Was haben die Vereinten Nationen (UN) mit Autos zu tun? Nix, dachte ich bis jetzt. Oder zumindest nicht direkt. António Guterres, der Oberste Comanche vom Stamme der UNO-Apparatschiks, wird stets mit den schwersten Limousinen (Audi A8, 571 PS, Mercedes S680, 612 PS, BMW i7 571 PS), die der Planet zu bieten hat, durch die Gegend geschaukelt, um am Ziel Salbungsvolles zur Weltrettung zu verkünden. Dem staunenden Publikum berichtet er dann beispielsweise von seiner letzten Antarktisreise: Es sei „zutiefst schockierend“, auf dem dortigen Eis zu stehen und direkt von Wissenschaftlerinnen und Wissenschaftlern zu hören, wie schnell es schwinde. Da ist er allerdings nicht mit einem der Pferdeschlitten hingefahren, denn für Ferneisen gibt es einen standesgemäßen UN-Jet.
Man nennt das „kognitive Dissonanz“, und diese kommt in den besten Kreisen besonders häufig vor. Als ehemaliger Präsident der Sozialistischen Internationale ist Guterres sogar ein führender Experte auf diesem Gebiet. Und damit der Maestro bei seinen Benefizkonzerten nicht allzu dissonant in den Orchestergraben fällt, lässt er uns wissen, man brauche keine großen Autos, er fahre privat ein „kleines Auto“. Der Mann will halt Vorbild sein. Wer von António Guterres’ Bescheidenheit nachhaltig beeindruckt ist und nun ebenfalls ein kleines Auto anschaffen will, findet aber keine besonders große Auswahl mehr. Beispielsweise darf es nicht mehr der in Deutschland beim gemeinen Volke beliebte VW-Up sein. Den hat eine Unterorganisation der UNO nämlich gerade aus dem Verkehr gezogen.
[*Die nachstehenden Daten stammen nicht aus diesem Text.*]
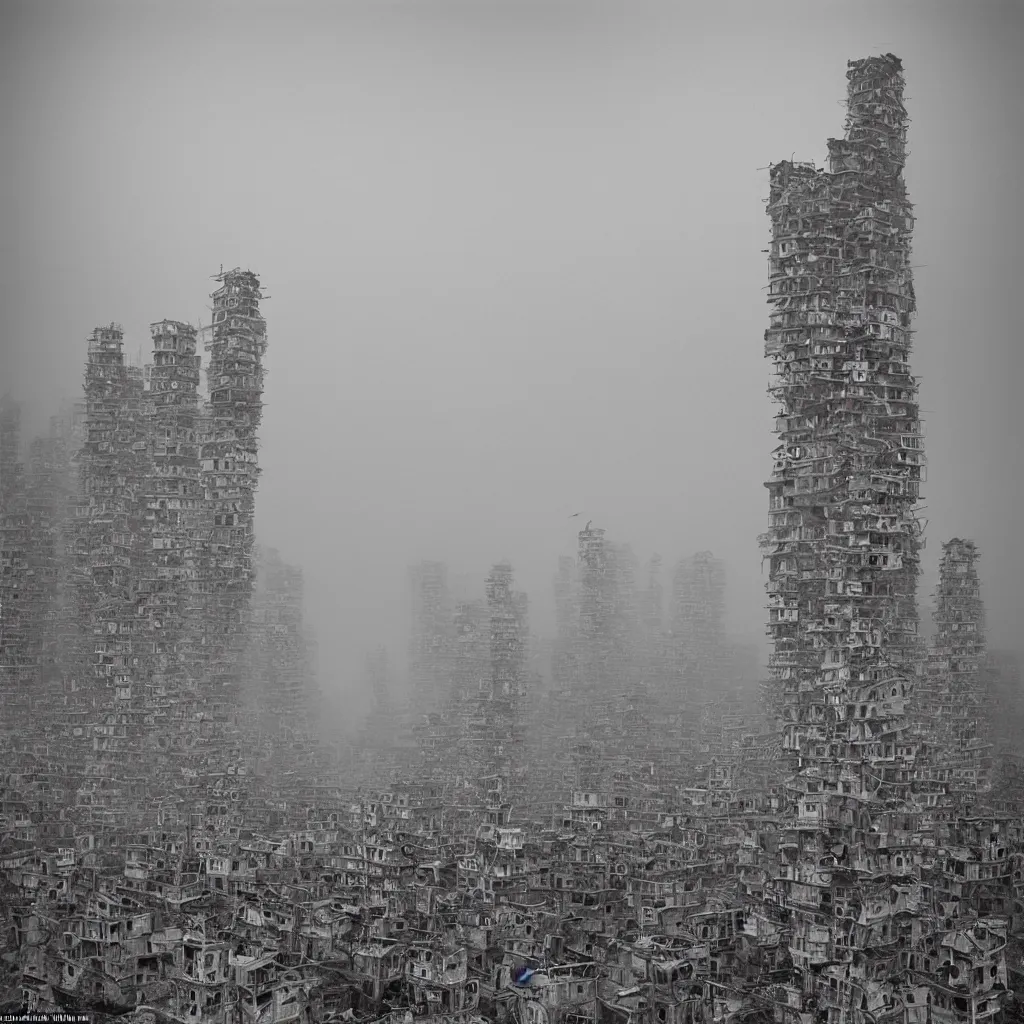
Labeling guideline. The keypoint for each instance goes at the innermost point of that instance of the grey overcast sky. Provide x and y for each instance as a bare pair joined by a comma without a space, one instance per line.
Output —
514,254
Die Lektüre der Kausalkette zwischen dem Upleben des kleinen und sparsamen Volkswagens und den Vereinten Nationen ist mindestens so lang wie die Lektüre von Kafkas Prozess (Suhrkamp/Insel, 282 Seiten) und von ähnlichem Erkenntniswert: „Jemand mußte Josef K. verleumdet haben, denn ohne dass er etwas Böses getan hätte, wurde er eines Morgens verhaftet." So beginnt die Geschichte des Josef K., dem von einer mysteriösen Behörde in einem Gestrüpp undurchschaubarer Gesetze der Prozess gemacht werden soll. Josef K. muss schließlich erkennen, dass der „Sinn dieser großen Organisation, dieser korrupten Bande“, der Sinn dieses geheimnisvollen Prozesses die „Sinnlosigkeit" ist.
In der nun aktualisierten Fassung beschreibt die literarisch auf dem neuesten Stand befindliche Kulturzeitschrift „autohaus.de“ den Prozess so:
Für Insider war die Nachricht keine Überraschung, doch sie hat mächtig Wellen geschlagen. Denn dass VW den Up nicht wegen der Euro7-Norm vom Markt nimmt, sondern wegen der Cyber-Security, das hat den Blick auf eine bislang eher vernachlässigte Disziplin der automobilen Sicherheit geworfen: Nicht Knautschzonen und Crashtests, sondern Viren, Firewalls und Software-Protokolle werden plötzlich zu Killerkriterien, die über das Wohl und Wehe einzelner Modelle entscheiden: „Moderne Fahrzeuge werden immer mehr zu vernetzten Endgeräten. Fahrzeughersteller müssen im Zuge dieser Entwicklung verstärkt die Perspektive eines Soft- und Hardware-Anbieters einnehmen. Damit gehen auch entsprechende Anforderungen an die Cybersicherheit einher“, sagt Harald Wimmer, Partner und Global Automotive Leader, bei der Unternehmensberatung PwC Deutschland. Und das ist keine reine Empfehlung, sondern mittlerweile sogar Gesetz: Denn 2020 hat die United Nations Economic Commission for Europe (UNECE) neue Datenschutzregelungen verabschiedet und die Hersteller damit zu hohen Standards im Cyberspace verpflichtet.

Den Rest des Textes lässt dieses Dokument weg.